Tough questions posed by the whistle-blower
In one of his letters last year, the whistle-blower had raised issues around valuation and conflict of interest. Some of these questions remain unanswered for the common shareholder:
* Can the company categorically deny that any employee and/or his/her relative (spouse, father, mother, brothers, sisters, nephews and nieces, children; spouse’s father, mother, sisters, brothers, nephews, and nieces) benefitted personally in the Panaya acquisition?
* Can the company certify with data that the said acquisition was not overvalued as alleged by the whistle-blower?
* If the answer to the first question is yes, can the company provide the names of Panaya investors related to Infosys employees with details of the nature of their relationship to the Infosys employee and the number of shares they held on the date when Panaya was acquired by Infosys?

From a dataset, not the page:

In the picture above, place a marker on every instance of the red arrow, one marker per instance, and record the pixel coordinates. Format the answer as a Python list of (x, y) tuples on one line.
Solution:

If that data is not accessible since some of them may have invested in a VC, which in turn invested in Panaya, can the company get the VC firms to confirm whether any such named relative of any named employee held shares in Panaya at the time of acquisition by Infosys without disclosing any financial or shareholding details? Some well-wisher shareholders believe that any international payment today requires firms to do adequate due diligence on the ultimate beneficial owners (UBOs). This is, according to them, required everywhere for any international payment as part of compliance to anti-money laundering laws.
Therefore, these shareholders believe that it is perfectly justifiable for the company to seek ultimate beneficial ownership details of the fund that owns Panaya.
There is a widespread belief among the well-wisher shareholders of Infosys that the scope of the report has been defined in a manner convenient to the Infosys board and that has defeated the objective of having a thorough investigation. This rumour could be dispelled by disclosing the letter retaining these three firms to do investigation.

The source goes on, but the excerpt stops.